Atlanta — You’re sitting on your couch watching TV, flicking through the channels, stumbling upon VH1 and an episode of “Love and Hip Hop: Atlanta” is on. Joseline moves in a fast-paced motion, and she hits Althea. The drama forces you to change the channel, and you choose Bravo. The “Real Housewives of Atlanta” is on. The drama unfolds and all you hear is curse words being beeped out. You instantly turn it off.
What happened to television? Not just reality TV, but all that involves the portrayal of Black women.
The way they act leaves a representation that all Black women do is pour drinks on others and fight. It's not true, what happened to Black women on TV that had an impact on society and crossed those barriers?
Looking back on the TV shows of the early 2000s, “Girlfriends” in particular, had a significant role in African American sitcoms, their significance helped shape television and display the intelligence of Black women and women regardless. Showing Black women who supported each other while having successful careers and looking for love and affection.
“Girlfriends” was a glimpse into the lives of four friends — Joan, Maya, Lynn and Toni — as they navigate their way through life's trials and tribulations with wit and humor. It was the first millennial mainstream sitcom with modern Black women who ate sushi, did yoga and spoke ebonics with degrees. But through all the challenges of work and relationships, their friendship is their bond. The four women balanced friendships and careers.
Once the series ended, television shifted from supportive, successful Black women to drama-interested individuals. “When ‘Girlfriends’ didn’t return for a ninth season, there was a void in television narratives that focused solely on affirming the experiences of black women,” Fader reported.
As 2008 came to an end, that is when reality TV happened and we were introduced to”Real Housewives of Atlanta” (RHOA). The women of the show, called housewives, focus on African American women who manage families, relationships and businesses.
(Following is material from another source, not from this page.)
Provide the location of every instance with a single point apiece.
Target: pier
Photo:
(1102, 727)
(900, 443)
The cast mostly consisted of several bold women: actress Nene Leakes; model Cynthia Bailey; Kandi Burruss, a member of 90s R&B group Xscape; Porsha Williams, host of “Dish Nation”; Kenya Moore, a former Miss USA; and Sheree Whitfield, the ex-wife of a former NFL player.
The drama shown never got resolved and eventually led to verbal and physical fights. RHOA – currently filming its 15th season – depicts Black women as drama-filled and ghetto. “Although the cast of RHOA acts exactly like the casts on other Real Housewives series, they’re viewed as loud, ghetto, trashy, angry Black women,” The Runner Online reported.
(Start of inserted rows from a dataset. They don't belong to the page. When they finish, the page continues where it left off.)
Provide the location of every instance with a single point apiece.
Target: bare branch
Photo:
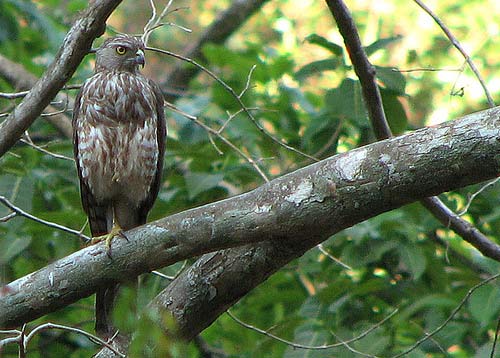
(450, 317)
(473, 196)
(333, 258)
(459, 47)
(294, 212)
(231, 91)
(23, 340)
(21, 79)
(23, 213)
(309, 347)
(218, 32)
(76, 45)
Just because RHOA is a predominantly African American cast, they are victims of stereotypes. Any other Real Housewives spinoff has a white form but they all do the same thing. Loud, arguing, and drama-filled. Black women are criticized more than white women in every aspect of society even if they do the same incident, although people only look at their color.
It is time to break the stereotype. There needs to be more shows on TV supporting Black women. They have broken barriers and continue to do so without the portrayal of certain individuals making it bad for the collective.